Huge number of threads => out of memory?



  • Hello

    I have to decode huge text data (about 150GB) composed of "messages" (about 5kB) and of course, I use multithreading to help to reduce the decoding time like for all my heavy tasks.

    The program is really simple, there is no interface, only data to proceed. Unfortunately, I have a problem. The main loop reads the data and sends it to threads via MyFutureWatcher::setFuture(QtConcurrent::run(this, &decodeMessage, messageString). I expected the setFuture call to be blocked after a certain number of calls waiting for some threads to be completed. This is not the case and of course as the file reading is faster than the message decoding on a i5 4 cores PC (there is no problem on a R7 6C/12T PC), there is a stack overflow somewhere after 5 minutes, strangely not trapped in debug mode.

    My first attempt to fix the problem was to add a MyFutureWatcher::waitForFinished() each 1000 messages read. Unexpectedly the problem is only reduced but not solved!?!? The only dirty way to solve it is to add a Sleep(400) :-/ to speed down the main loop. I tried in Qt5.4, Qt5.7 and Qt5.8 mingw and Qt5.7 and Qt5.8 VS2013 with the same behavior.

    My questions now:

    • Has somebody had the problem and solved it?
    • Is there something to check stacks size in the watcher to wait when stacks are full or more than a limit? At least is there a method to know the number pending threads in the watcher. I didn't see anything in the doc... :-(
    • Why MyFutureWatcher::waitForFinished() does not work as I expected? It seems to be OK in all my other programs.

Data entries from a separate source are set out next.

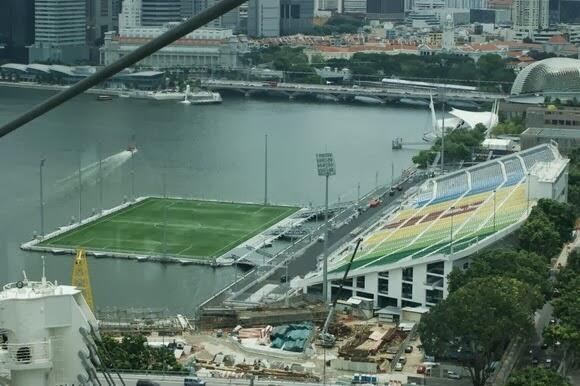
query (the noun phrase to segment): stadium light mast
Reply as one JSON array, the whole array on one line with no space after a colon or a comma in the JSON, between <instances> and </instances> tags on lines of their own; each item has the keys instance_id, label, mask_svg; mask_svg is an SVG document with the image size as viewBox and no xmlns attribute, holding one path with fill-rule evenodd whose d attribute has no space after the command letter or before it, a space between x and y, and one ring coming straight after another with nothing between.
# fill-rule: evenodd
<instances>
[{"instance_id":1,"label":"stadium light mast","mask_svg":"<svg viewBox=\"0 0 580 386\"><path fill-rule=\"evenodd\" d=\"M264 137L264 205L268 205L268 134Z\"/></svg>"},{"instance_id":2,"label":"stadium light mast","mask_svg":"<svg viewBox=\"0 0 580 386\"><path fill-rule=\"evenodd\" d=\"M441 93L441 171L445 173L445 88L442 87ZM437 127L437 122L435 122Z\"/></svg>"},{"instance_id":3,"label":"stadium light mast","mask_svg":"<svg viewBox=\"0 0 580 386\"><path fill-rule=\"evenodd\" d=\"M322 297L324 303L328 303L328 179L330 176L336 175L336 164L334 162L334 155L332 153L318 153L316 154L316 164L318 167L318 175L325 177L326 190L324 195L324 240L322 246Z\"/></svg>"},{"instance_id":4,"label":"stadium light mast","mask_svg":"<svg viewBox=\"0 0 580 386\"><path fill-rule=\"evenodd\" d=\"M40 236L44 238L44 183L42 180L42 170L46 159L40 160Z\"/></svg>"}]
</instances>

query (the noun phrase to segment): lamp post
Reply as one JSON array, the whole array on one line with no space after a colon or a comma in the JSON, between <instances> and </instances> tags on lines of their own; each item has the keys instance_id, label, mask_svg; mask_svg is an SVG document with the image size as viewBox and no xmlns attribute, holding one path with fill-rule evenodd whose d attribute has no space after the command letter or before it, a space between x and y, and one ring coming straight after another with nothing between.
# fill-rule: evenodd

    Thanx for your anwers!



  • There is something fishy going on here. can you post the code for MyFutureWatcher and decodeMessage


  • Moderators

    @Nmut
    why do you create a new thread for each message?! This is a you encountered just overkill.
    Isn't it enough to simply have one thread and just send the message (one-by-one) via a queued signal to the thread?
    The thread then can use QQueue to queue each message and processes them.



  • @VRonin
    I will not post my code :-P.
    Here is a small code that shows the problem.

    #include "widget.h"
    
    #include <QFutureWatcher>
    #include <QtConcurrent>
    
    Widget::Widget(QWidget *parent) :
        QWidget(parent)
    {
        setupUi(this);
    }
    
    void Widget::on__pbRun_clicked()
    {
        QFutureWatcher<void> watcher;
    
        for (int i = 1; i < INT_MAX; ++i)       // from 1 to avoid watcher to wait at first loop!
        {
            QByteArray message;     // new instance to avoid Qt lazy copy optimizations! :-D
            message.fill('x', 4096);
            watcher.setFuture(QtConcurrent::run(this, Widget::decodeMessage, message));
    
            if (i % 100000 == 0)
                watcher.waitForFinished();
        }
    
        watcher.waitForFinished();
    }
    
    void Widget::decodeMessage(const QByteArray & message)
    {
        Q_UNUSED(message)
    
        // do some really heavy and long stuff!!! :-P
        while(true);
    }
    

    In this example, the waitForFinish in the main loop works, but you have the problem of overflow if you comment this waitForFinish...

    @raven-worx
    I'm doing this way as it is very simple (2 lines of codes for thread management). As the decoding task is heavy, the thread management overhead is not noticeable.
    Anyway, your solution will not solve the stack oversize problem as the queue will crow forever.

    Thanks for your answers.


  • Moderators

    @Nmut said in Huge number of threads => out of memory?:

    As the decoding task is heavy, the thread management overhead is not noticeable.

    sure, the thread management slows down the whole process. Since there are so many threads one cycle/round of all threads takes longer of course.

    Anyway, your solution will not solve the stack oversize problem as the queue will crow forever.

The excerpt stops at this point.